We will present a few stocks that you may consider for your portfolio. But it is worth taking a look at the industry’s shareholder returns and current valuation first.

Industry Underperforms S&P 500

The Zacks Diversified Operations industry’s performance has been weaker than the S&P 500 over the trailing 12 months. The stocks in the industry have collectively lost 7% against the S&P 500’s increase of 14.2%.

Past Year’s Price Performance


Diversified Operations Industry's Valuation

The enterprise value/earnings before interest, taxes, depreciation and amortization (EV/EBITDA) ratio is commonly used for valuing companies with diversified operations.

The industry’s forward 12-month EV/EBITDA ratio is 12.01x. This multiple is below the S&P 500’s 13.63x.

Over the past five years, the industry has traded at the highest level of 14.63x forward 12-month EV/EBITDA and the lowest level of 8.32x. The median level was 10.72x over the same period.

Industry’s EV/EBITDA Ratio (Forward 12-Month) Versus S&P 500

4 Diversified Operations Stocks Worth Watching

Below we have discussed four stocks from the industry, with a Zacks Rank #1 (Strong Buy), #2 (Buy) or a Zacks Rank #3 (Hold). You can see the complete list of today’s Zacks #1 Rank stocks here.

Danaher: The Washington, DC-based company manufactures and supplies industrial, consumer, professional and commercial products. The company is poised to benefit from solid demand in Life Sciences, Diagnostics and Environmental & Applied Solutions segments, acquired assets and shareholder-friendly policies. However, cost inflation and woes related to supply-chain restrictions might ail. Its market capitalization is $197.8 billion, and it currently carries a Zacks Rank #3.

The company’s shares have gained 26.7% in the past year. Its earnings surprise in the last four quarters was 22.69%, on average, beating estimates all through. Also, the company’s earnings estimates have improved 2.8% for 2022 in the past 60 days.

Price and Consensus: DHR

Carlisle: Based in Scottsdale, AZ, the company engages in manufacturing and providing roofing and waterproofing products, finishing equipment and engineered products. The company is set to gain from strength in the U.S. reroofing end markets along with acquired assets in the quarters ahead. Also, strength in the medical technologies business and recovery in the commercial aerospace business bode well. The company presently has a Zacks Rank #2 and a market capitalization of $12.4 billion.

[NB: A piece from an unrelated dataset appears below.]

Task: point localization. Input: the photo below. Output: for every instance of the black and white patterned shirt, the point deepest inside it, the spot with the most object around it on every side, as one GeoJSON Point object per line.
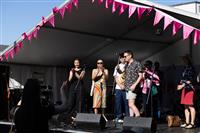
{"type": "Point", "coordinates": [132, 73]}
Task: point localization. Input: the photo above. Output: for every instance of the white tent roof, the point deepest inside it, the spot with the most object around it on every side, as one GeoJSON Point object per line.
{"type": "Point", "coordinates": [92, 31]}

Shares of the company have gained 57.8% in the past year. Its earnings surprise in the last four quarters was 35.13%, on average, beating estimates all through. Its earnings estimates have improved 9.2% for 2022 in the past 60 days.

Price and Consensus: CSL

Crane: The company makes and sells engineered industrial products for use in automated payment solutions, aerospace, power, electronics, general industrial and other end markets. In the quarters ahead, its growth opportunities are healthy in the general industrial, chemical and pharmaceutical end markets. It currently has a Zacks Rank #3 and a market capitalization of $6 billion.

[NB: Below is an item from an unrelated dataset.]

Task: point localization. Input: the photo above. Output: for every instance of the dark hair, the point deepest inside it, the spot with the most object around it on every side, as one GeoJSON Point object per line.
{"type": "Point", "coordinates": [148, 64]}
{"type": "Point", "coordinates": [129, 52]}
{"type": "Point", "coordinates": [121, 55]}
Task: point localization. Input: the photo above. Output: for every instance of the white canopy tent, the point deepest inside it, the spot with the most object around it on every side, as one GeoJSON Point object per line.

Shares of the Stamford, CT-based company have gained 16.4% in the past year. Its earnings surprise in the last four quarters was 26.99%, on average, surpassing estimates all through. The company’s earnings estimates have improved 1.5% for 2022 in the past 60 days.

Price and Consensus: CR

Griffon: The New York-based company is primarily a management and holding company operating through its subsidiaries. Product innovation, specialized household and building products, solid manufacturing capabilities and a surge in the e-commerce business are expected to drive its performance in the quarters ahead. The company presently has a market capitalization of $1.3 billion.

Although shares of this Zacks Rank #1 company have lost 7.1% in the past year, it has gained 6.4% in the past month. It delivered an earnings surprise of 56.66%, on average, beating estimates thrice in the last four quarters. In the past 60 days, the company’s earnings estimates have increased 9.9% for fiscal 2022 (ending September 2022).